O distanciamento pretende recuperar a curiosidade por intermédio do espanto, etapa fundamental do senso crítico. Se considerarmos correta a hipótese de Bergson sobre a origem do riso, pela qual a comicidade se gera quando notamos um comportamento mecânico de um ponto de vista mais vivo, o distanciamento também pode ser definido como uma reorganização do olhar para que ele desvende automatismos. O que só é possível de um ponto de vista mais flexível, próximo da experiência comum da vida. Brecht dizia a seus atores durante a leitura das peças para sempre se perguntarem como uma pessoa simples compreenderia aquela cena. Entendia o humor como um sentimento de distância, como uma conquista da objetividade.
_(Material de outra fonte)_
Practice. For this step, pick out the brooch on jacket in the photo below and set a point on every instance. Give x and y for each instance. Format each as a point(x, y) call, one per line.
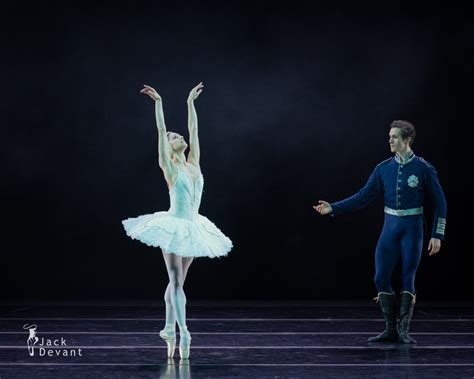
point(413, 181)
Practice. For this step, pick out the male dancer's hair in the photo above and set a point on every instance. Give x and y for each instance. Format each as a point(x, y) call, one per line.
point(407, 129)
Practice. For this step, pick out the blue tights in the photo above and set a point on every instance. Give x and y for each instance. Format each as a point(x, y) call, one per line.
point(400, 237)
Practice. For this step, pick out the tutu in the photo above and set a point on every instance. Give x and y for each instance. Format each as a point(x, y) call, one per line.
point(181, 230)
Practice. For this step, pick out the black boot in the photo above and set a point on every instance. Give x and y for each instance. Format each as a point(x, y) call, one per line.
point(388, 304)
point(407, 303)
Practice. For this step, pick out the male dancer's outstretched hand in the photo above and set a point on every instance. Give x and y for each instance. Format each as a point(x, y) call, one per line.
point(434, 246)
point(323, 208)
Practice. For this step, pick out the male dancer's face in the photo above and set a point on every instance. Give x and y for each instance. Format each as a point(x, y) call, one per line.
point(397, 143)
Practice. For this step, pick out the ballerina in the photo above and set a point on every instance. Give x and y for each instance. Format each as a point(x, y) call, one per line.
point(181, 232)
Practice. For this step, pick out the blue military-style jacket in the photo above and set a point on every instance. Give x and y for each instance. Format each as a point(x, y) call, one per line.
point(403, 184)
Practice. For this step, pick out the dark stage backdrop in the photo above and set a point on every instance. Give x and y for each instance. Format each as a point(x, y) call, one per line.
point(297, 105)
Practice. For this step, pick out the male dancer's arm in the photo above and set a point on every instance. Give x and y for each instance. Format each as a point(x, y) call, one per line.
point(439, 203)
point(355, 202)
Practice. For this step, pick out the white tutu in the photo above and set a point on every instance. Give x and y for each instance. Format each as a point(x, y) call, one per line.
point(181, 230)
point(197, 238)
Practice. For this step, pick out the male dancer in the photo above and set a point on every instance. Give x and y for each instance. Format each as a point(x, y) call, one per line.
point(403, 179)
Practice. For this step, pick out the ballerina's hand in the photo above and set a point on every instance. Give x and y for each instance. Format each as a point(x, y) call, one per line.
point(195, 92)
point(150, 91)
point(323, 208)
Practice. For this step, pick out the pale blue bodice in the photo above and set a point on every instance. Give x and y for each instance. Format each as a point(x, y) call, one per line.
point(185, 196)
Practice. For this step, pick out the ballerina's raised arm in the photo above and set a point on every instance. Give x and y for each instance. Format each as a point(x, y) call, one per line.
point(194, 151)
point(164, 157)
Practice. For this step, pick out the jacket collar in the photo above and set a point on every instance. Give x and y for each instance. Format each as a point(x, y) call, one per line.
point(408, 159)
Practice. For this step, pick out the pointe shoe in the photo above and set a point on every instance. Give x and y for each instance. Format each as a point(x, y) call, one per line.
point(184, 343)
point(169, 336)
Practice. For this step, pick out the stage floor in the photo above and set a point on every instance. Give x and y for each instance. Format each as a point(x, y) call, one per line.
point(247, 340)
O distanciamento brechtiano não é, contudo, apenas uma técnica cômica, tal como é hoje utilizado pela publicidade. Assim como grande parte do riso pede uma visão moral (os tipos cômicos têm graça porque reprovamos suas obsessões, que eles juram ser inexistentes), o efeito de distanciamento é uma técnica de prazer em bases morais. Retira-nos de nossa posição individual e nos lança na moral de um grupo, de uma classe social. Em Brecht a mecanicidade e os automatismos criticados ainda são os da sociedade burguesa tradicional, hoje quase extinta. O problema atual do distanciamento não é de ordem técnica, mas moral.
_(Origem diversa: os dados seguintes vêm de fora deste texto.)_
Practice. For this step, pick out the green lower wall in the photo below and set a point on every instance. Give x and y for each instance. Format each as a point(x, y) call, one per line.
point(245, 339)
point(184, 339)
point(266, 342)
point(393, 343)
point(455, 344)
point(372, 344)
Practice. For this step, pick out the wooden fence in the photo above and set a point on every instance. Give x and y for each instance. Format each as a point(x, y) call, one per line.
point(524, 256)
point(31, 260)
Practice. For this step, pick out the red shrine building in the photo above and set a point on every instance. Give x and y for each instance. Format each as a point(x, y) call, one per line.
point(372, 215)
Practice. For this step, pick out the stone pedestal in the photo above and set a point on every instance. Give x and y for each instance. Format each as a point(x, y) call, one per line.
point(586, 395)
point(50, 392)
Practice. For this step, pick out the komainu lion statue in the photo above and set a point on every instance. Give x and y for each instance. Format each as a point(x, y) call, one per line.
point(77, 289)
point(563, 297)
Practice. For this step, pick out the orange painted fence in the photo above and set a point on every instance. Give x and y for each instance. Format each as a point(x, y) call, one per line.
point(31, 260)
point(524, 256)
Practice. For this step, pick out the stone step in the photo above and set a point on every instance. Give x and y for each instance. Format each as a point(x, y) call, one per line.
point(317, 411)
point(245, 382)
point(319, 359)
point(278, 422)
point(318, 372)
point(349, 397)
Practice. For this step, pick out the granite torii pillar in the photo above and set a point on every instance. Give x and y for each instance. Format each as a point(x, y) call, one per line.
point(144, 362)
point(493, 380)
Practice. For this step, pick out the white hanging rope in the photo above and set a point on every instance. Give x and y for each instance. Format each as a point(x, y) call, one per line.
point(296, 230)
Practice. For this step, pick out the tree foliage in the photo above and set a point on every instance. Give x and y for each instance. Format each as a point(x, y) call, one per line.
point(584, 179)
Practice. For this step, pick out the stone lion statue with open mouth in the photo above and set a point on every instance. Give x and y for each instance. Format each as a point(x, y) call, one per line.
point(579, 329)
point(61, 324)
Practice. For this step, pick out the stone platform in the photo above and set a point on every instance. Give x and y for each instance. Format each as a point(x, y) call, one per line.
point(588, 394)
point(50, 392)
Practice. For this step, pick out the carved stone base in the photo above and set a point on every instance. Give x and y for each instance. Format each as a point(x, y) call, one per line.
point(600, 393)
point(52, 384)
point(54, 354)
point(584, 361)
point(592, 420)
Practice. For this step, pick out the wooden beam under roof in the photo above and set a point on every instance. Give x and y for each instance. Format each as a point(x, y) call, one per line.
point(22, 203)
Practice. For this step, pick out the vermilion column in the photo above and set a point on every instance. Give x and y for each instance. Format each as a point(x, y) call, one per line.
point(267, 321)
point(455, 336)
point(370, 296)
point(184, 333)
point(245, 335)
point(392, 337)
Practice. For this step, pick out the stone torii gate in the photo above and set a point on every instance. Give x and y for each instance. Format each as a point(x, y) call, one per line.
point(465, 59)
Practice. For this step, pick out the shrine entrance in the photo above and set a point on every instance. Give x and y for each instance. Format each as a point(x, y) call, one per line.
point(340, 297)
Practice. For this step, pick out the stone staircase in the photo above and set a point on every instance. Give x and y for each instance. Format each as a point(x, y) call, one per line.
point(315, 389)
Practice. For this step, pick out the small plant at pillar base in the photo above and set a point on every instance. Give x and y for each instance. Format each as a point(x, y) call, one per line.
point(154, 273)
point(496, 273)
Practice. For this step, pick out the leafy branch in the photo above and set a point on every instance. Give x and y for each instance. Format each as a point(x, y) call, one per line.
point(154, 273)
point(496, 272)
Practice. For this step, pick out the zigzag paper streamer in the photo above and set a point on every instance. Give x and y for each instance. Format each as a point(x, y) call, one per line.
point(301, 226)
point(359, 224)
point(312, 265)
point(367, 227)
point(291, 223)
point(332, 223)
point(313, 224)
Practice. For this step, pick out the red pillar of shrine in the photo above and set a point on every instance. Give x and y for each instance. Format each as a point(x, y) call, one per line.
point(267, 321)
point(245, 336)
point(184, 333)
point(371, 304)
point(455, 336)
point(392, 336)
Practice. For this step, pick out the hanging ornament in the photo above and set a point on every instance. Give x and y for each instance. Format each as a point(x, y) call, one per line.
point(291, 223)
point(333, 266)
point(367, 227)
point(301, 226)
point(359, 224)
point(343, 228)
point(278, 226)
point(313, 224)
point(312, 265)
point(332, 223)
Mais do que um grande autor a ser encenado, Brecht é um modelo para a produção dramatúrgica brasileira. Sua agradabilidade na apresentação dos conflitos, sua manutenção das "conquistas do classicismo do espírito dialético", sua ironia elegante e violenta, sua proximidade dos artistas do palco são parâmetros para que se dê uma síntese entre nossas tradições mais fortes: de um lado o realismo psicológico que, apesar da boa vontade social, nunca se desapegou da dependência à dramática rigorosa que o circunscreve a problemas emparedados; de outro lado, a cena das alegorias, mais próximas das formas teatrais populares, porém dispersas em resíduos retóricos barrocos que não fazem muito mais do que repisar a "idéia fixa latino-americana da imagem".
A obra de Brecht aponta para uma síntese. Entre o fragmento e a história, entre o olhar estrangeiro e o olhar conhecido, entre os inesperados diálogos e os grandes interesses, suas peças são a principal referência do século quanto a uma unidade possível entre o realismo e a poesia.


Sérgio de Carvalho é diretor teatral da Companhia do Latão e prepara a encenação de "Santa Joana dos Matadouros", de Brecht, em São Paulo.